O trabalho, intitulado “Povos indígenas e a sua Relação com o Regime Jurídico Brasileiro: como “estranhos de dentro”, da prática de retirada do meio ao infanticídio”, é a primeira dissertação de um estudante indígena do Programa de Pós-Graduação em Direito. A pesquisa, apresentada no último mês, foi defendida por Libério Uigumeareu, do povo indígena BOE, e discute o papel da multiculturalidade no sistema jurídico analisando a prática de “retirada do meio indígena”.
De acordo com o pesquisador, a posição de ‘primeiro indígena’ traz sentimentos mistos de felicidade, de uma perspectiva pessoal, mas também de angústia. “Já poderíamos ter outros indígenas defendendo dissertações no âmbito do direito antes, isso seria algo muito importante”, disse.
Libério contou que ingressou primeiro na graduação da UFMT através do programa Proind, que oportunizou 100 vagas exclusivas para indígenas do estado de Mato Grosso; depois se especializou em Direitos Humanos pela Universidade Federal do Pará; ainda tentou o mestrado uma primeira vez na UFMT, na turma de 2015, mas por motivos de saúde teve de deixar o projeto; e agora teve a oportunidade de regressar e concluir com sucesso essa etapa.
“Infelizmente o programa com o qual eu ingressei na UFMT foi encerrado em 2014, mas essas são iniciativas importantes, porque precisamos de mais indígenas na graduação e na pós também”, afirmou.
Agora mestre em Direito, Libério acredita que a presença de pessoas como ele no meio acadêmico enriquece as discussões de maneira geral e também propulsiona a reflexão científica sobre a cultura indígena. “Algo enriquecedor do ponto de vista científico e da vivência acadêmica”, completou.
E também algo necessário, conforme sua própria experiência de vida demonstra:
“Já ouvi de um jurista que os povos indígenas não obedecem ao Direito, fazem o que querem, não tem uma pena, que é tudo bagunçado.
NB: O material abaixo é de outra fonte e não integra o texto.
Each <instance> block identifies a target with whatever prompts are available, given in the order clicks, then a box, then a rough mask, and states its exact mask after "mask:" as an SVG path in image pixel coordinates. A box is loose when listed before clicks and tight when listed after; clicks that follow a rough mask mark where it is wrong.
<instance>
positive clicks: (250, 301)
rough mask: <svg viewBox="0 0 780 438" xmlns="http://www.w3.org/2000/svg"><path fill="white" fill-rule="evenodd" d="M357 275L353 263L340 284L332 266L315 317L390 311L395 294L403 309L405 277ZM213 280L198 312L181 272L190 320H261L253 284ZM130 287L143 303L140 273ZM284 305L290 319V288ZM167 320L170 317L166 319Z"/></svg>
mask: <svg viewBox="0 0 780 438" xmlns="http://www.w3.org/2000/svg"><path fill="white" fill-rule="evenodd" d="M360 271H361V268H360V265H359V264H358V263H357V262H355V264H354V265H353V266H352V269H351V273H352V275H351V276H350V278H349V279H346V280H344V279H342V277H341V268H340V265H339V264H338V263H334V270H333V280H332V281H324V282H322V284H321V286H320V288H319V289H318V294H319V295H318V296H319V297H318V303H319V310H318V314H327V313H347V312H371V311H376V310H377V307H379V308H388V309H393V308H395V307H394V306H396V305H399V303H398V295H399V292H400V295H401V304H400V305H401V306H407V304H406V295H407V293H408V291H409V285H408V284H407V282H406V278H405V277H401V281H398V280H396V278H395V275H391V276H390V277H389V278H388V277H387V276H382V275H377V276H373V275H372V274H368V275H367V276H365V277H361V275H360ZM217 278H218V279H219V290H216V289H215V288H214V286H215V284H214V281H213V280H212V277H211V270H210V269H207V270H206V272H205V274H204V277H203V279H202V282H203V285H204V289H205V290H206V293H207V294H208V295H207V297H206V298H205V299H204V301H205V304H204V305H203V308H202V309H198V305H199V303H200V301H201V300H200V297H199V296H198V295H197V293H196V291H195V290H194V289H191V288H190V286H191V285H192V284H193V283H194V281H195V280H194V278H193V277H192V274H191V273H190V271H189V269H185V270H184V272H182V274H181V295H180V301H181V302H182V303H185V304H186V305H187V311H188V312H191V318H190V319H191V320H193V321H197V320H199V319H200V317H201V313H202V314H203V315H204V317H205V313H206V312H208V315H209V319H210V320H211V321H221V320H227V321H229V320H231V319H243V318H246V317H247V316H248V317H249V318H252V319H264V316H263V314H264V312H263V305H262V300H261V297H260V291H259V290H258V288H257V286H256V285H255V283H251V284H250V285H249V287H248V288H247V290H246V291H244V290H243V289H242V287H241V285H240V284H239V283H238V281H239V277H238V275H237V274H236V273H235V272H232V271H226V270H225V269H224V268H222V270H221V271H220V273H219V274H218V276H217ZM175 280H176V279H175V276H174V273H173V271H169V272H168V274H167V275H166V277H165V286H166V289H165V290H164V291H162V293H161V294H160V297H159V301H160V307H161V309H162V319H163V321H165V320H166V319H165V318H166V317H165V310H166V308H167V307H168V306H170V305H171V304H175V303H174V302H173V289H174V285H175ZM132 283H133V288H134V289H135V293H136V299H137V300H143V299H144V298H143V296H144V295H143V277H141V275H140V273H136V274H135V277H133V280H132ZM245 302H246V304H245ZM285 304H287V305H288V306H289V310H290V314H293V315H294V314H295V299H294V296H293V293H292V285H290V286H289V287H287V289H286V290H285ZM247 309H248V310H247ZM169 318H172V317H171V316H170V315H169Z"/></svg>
Ouvir isso é preocupante, porque nós não estamos inseridos apenas nos artigos 231 e 232 da constituição, estamos inseridos em toda ela e fora também, no Direito penal, civil, administrativo, e obedecemos essas normas”, pontuou.
“Como seria possível um jurista com essa falsa compreensão, que é carregada de preconceitos, julgar um indígena em um direito seu? Por causa dessa falta de conhecimento a gente precisa avançar no conhecimento sobre essas questões”, acrescentou.
Multiculturalidade
O objetivo da pesquisa de Libério foi contrastar os conceitos de ‘retirada do meio indígena’ e o ‘infanticídio indígena’, a partir de uma perspectiva multicultural.
“A retirada do meio indígena, seja pelo nascimento de gêmeos ou de crianças com necessidades especiais, é feita visando o coletivo. Os poucos povos que ainda fazem isso, seguem essa prática pela crença de que é algo para proteger o grupo. Então, a ideia da pesquisa é trazer essa visão indígena sobre isso”, explicou.
Parte da motivação de Libério para investigar o tema foi que seu povo, os Boe, tinham essa prática mas a abandonaram e, apesar disso, ainda haviam estudos e opiniões sendo divulgadas que afirmavam o contrário.
“E é importante destacar que foi a mesma perspectiva de proteção do coletivo que levou a essa mudança”, pontuou. “Por causa da violência histórica que os indígenas têm sofrido no Brasil, meu povo viu que seus números estavam reduzindo muito, então deixou essa prática para continuar protegendo o coletivo”.
De acordo com Libério, dentro do Direito brasileiro é prevista uma análise cultural dos povos indígenas, mas quando se fala sobre essa prática impera o preconceito de tratar o indígena como selvagem, algo criado desde o colonialismo e que perdurou de alguma forma no ordenamento jurídico até a Constituição de 1988.
“Era vinculada a essa visão preconceituosa conceitos como a incapacidade do indígena, a tutela do indígena e a integração deles, como se ser um indígena fosse algo passageiro e ele precisava se integrar ao meio. Apenas a constituição de 88 derruba isso e traz a autodeterminação dos povos e observação da multculturalidade”.
Outra motivação, de acordo com o pesquisador, foi de analisar o tema a partir de uma perspectiva indígena. “Claro que as culturas não são perfeitas, elas podem ser discutidas, mas a gente precisa ouvir o outro. O caso da multiculturalidade propõe exatamente isso, analisar os indígenas, observar os indígenas, mas também conversar com os indígenas, ter esse diálogo intercultural que é de suma importância, seja para questões jurídicas ou de políticas públicas”, concluiu.
Tendo sido aprovado pela banca do mestrado, o trabalho de Libério passará por ajustes finais e estará disponível para consulta pública no repositório de dissertações da Biblioteca Central da UFMT a partir de outubro.